Thanks for your reply, I will think about it over the next couple of days. I've the feeling that in my example they are both 1-forms so they should satisfy that equation.

atyy
\begin{equation}
\omega \wedge * \mu = \langle \omega , \mu \rangle \mathrm{vol}
\end{equation}

for two p-forms. This implies that:

\begin{equation}
\omega \wedge * \mu = * \mu \wedge \omega
\end{equation}

If you interchange ##\omega## and ##\mu##, shouldn't the second line be ##\omega \wedge * \mu = \mu \wedge * \omega## ?

Winitzki gives something like that in the first equation at the top of the right column on p4 of https://sites.google.com/site/winitzki/linalg.

Last edited:
Thanks for your reply, I will think about it over the next couple of days. I've the feeling that in my example they are both 1-forms so they should satisfy that equation.

You have made ##\ast \eta## a ##1##-form. Thus ##\eta## is then a ##n-1##-form.
However, you also made ##\omega## a ##1##-form. This is incompatible.
Both ##\omega## and ##\eta## should be ##1##-forms.

Ok, thank micromass, that makes sense.

atty, yeah but in other sources I have also seen

\begin{equation}
(*\omega) \wedge \mu = \langle \omega , \mu \rangle \mathrm{vol}
\end{equation}

so I think they are equivalent (although it seems that everybody is using different conventions so I might be wrong). However, what micromass said made sense, so I think that is where I went wrong.

I'm trying to get my head around the Hodge dual and how it exactly works.
Are you looking for a definite, mathematically rigorous way of thinking of it, or are you looking for intuition? Intuition is often good for wrapping your head around something, but I get the feeling that you aren't looking for that.

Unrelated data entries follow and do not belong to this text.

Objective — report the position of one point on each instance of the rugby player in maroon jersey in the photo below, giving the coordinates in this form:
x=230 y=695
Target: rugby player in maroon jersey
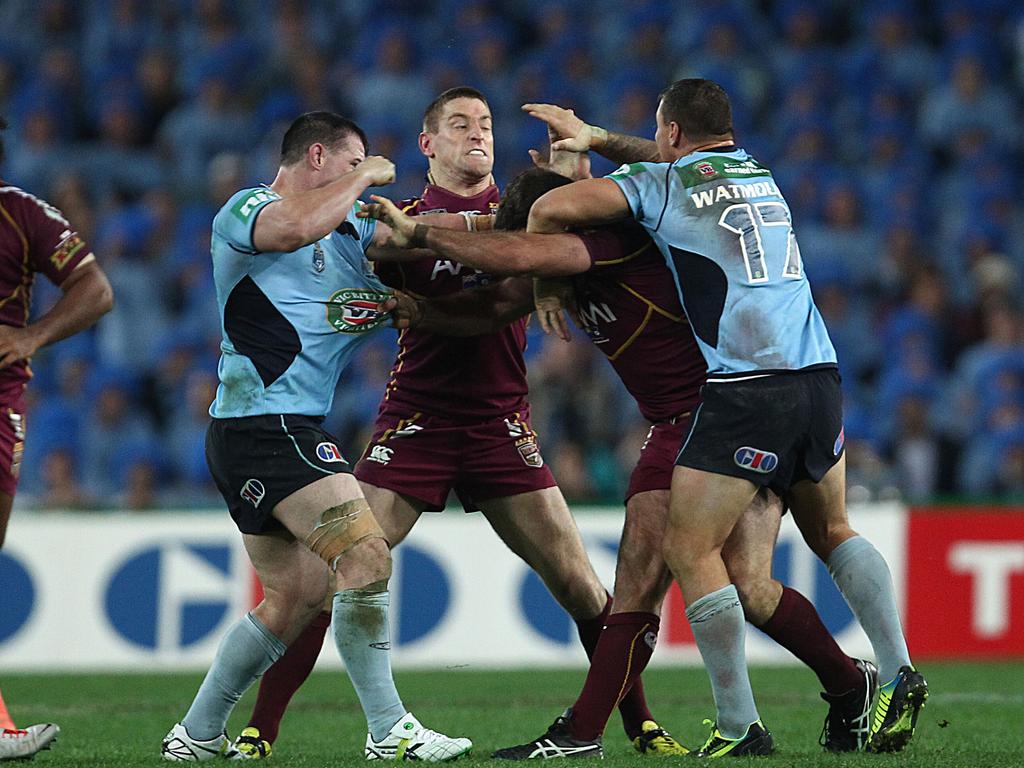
x=35 y=238
x=624 y=298
x=455 y=418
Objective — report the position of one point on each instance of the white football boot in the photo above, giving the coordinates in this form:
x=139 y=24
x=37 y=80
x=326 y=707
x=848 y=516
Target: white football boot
x=410 y=740
x=22 y=743
x=178 y=747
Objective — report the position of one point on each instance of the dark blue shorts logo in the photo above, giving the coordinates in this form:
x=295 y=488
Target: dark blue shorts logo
x=253 y=492
x=328 y=453
x=758 y=461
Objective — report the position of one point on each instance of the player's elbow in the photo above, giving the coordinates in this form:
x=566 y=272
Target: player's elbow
x=104 y=296
x=519 y=265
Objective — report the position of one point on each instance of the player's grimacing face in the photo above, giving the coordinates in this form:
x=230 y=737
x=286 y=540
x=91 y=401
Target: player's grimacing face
x=464 y=143
x=662 y=136
x=343 y=158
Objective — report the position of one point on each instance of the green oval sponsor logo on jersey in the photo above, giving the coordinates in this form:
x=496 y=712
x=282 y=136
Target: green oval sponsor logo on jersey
x=354 y=310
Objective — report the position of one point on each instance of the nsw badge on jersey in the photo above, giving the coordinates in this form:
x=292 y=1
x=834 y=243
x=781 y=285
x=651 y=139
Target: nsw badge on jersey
x=355 y=310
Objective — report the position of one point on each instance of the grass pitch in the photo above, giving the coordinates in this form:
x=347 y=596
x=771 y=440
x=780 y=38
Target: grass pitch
x=974 y=716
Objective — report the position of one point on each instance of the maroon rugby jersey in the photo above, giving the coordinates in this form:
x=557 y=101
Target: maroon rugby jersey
x=34 y=238
x=630 y=308
x=457 y=378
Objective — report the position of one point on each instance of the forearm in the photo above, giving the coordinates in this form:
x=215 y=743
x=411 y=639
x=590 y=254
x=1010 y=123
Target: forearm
x=622 y=148
x=299 y=219
x=87 y=298
x=501 y=253
x=476 y=312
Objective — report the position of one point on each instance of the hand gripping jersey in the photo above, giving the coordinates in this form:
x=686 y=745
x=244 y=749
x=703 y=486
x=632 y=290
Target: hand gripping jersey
x=34 y=238
x=290 y=322
x=726 y=233
x=467 y=378
x=629 y=308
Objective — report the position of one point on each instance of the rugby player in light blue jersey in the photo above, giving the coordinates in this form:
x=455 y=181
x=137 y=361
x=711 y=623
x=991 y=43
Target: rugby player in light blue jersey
x=297 y=296
x=771 y=412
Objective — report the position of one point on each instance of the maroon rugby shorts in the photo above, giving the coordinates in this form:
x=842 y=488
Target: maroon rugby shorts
x=11 y=442
x=426 y=457
x=657 y=457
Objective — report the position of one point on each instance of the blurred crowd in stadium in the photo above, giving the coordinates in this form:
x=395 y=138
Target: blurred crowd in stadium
x=893 y=129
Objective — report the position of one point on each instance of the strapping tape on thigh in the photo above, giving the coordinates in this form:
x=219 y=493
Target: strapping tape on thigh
x=342 y=527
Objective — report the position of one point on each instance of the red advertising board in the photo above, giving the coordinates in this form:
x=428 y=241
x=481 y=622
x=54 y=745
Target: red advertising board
x=965 y=587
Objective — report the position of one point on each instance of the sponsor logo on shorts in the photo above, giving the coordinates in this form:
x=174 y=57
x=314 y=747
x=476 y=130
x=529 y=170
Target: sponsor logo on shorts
x=516 y=428
x=380 y=454
x=15 y=459
x=328 y=453
x=529 y=452
x=67 y=250
x=355 y=310
x=253 y=492
x=16 y=424
x=756 y=460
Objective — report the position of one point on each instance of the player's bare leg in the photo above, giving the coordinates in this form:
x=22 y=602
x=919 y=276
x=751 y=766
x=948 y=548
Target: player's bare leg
x=396 y=515
x=862 y=576
x=642 y=578
x=280 y=682
x=539 y=527
x=333 y=521
x=6 y=502
x=704 y=510
x=748 y=555
x=630 y=633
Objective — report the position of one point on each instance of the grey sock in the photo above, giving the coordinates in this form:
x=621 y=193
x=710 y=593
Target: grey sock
x=363 y=636
x=862 y=577
x=245 y=652
x=719 y=628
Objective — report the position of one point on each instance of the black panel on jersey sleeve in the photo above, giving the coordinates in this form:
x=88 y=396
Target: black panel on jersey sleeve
x=259 y=331
x=705 y=287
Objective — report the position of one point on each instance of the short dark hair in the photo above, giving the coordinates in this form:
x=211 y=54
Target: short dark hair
x=432 y=116
x=520 y=195
x=700 y=108
x=324 y=127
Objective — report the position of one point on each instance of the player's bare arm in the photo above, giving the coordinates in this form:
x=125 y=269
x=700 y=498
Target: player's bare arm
x=577 y=135
x=475 y=312
x=303 y=217
x=568 y=163
x=589 y=203
x=497 y=253
x=87 y=296
x=552 y=298
x=384 y=247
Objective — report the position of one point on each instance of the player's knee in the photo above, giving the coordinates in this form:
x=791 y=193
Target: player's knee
x=286 y=611
x=342 y=528
x=368 y=562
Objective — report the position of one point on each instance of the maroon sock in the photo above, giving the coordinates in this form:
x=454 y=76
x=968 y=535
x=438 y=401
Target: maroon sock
x=286 y=676
x=623 y=651
x=797 y=627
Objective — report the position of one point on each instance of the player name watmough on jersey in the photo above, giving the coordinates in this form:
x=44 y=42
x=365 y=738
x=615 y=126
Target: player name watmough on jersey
x=734 y=192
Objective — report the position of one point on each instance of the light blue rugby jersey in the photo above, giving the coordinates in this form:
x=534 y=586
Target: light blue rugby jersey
x=726 y=233
x=290 y=322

Yeah, it would be nice to have a more rigorous way of thinking about it. If you have any good sources where I can learn this stuff then that would be great (I thought Sean Carroll's book was quite disappointing regarding differential forms, so now I have the aforementioned book from which I try to learn it). Thanks

Edit: FYI I study physics and am mainly interested in their application in gauge theory and general relativity.

WannabeNewton
I would recommend Nakahara for a physics oriented viewpoint (it is primarily gauge theory) as well as Frankel. I personally don't know of any GR text that treats differential forms in a completely modern (i.e. index free) way. Wald's GR text has a nice appendix on differential forms but it is index based hence rather classical in nature.

If you want something on the pure math side, Spivak and Kobayashi are the reigning kings.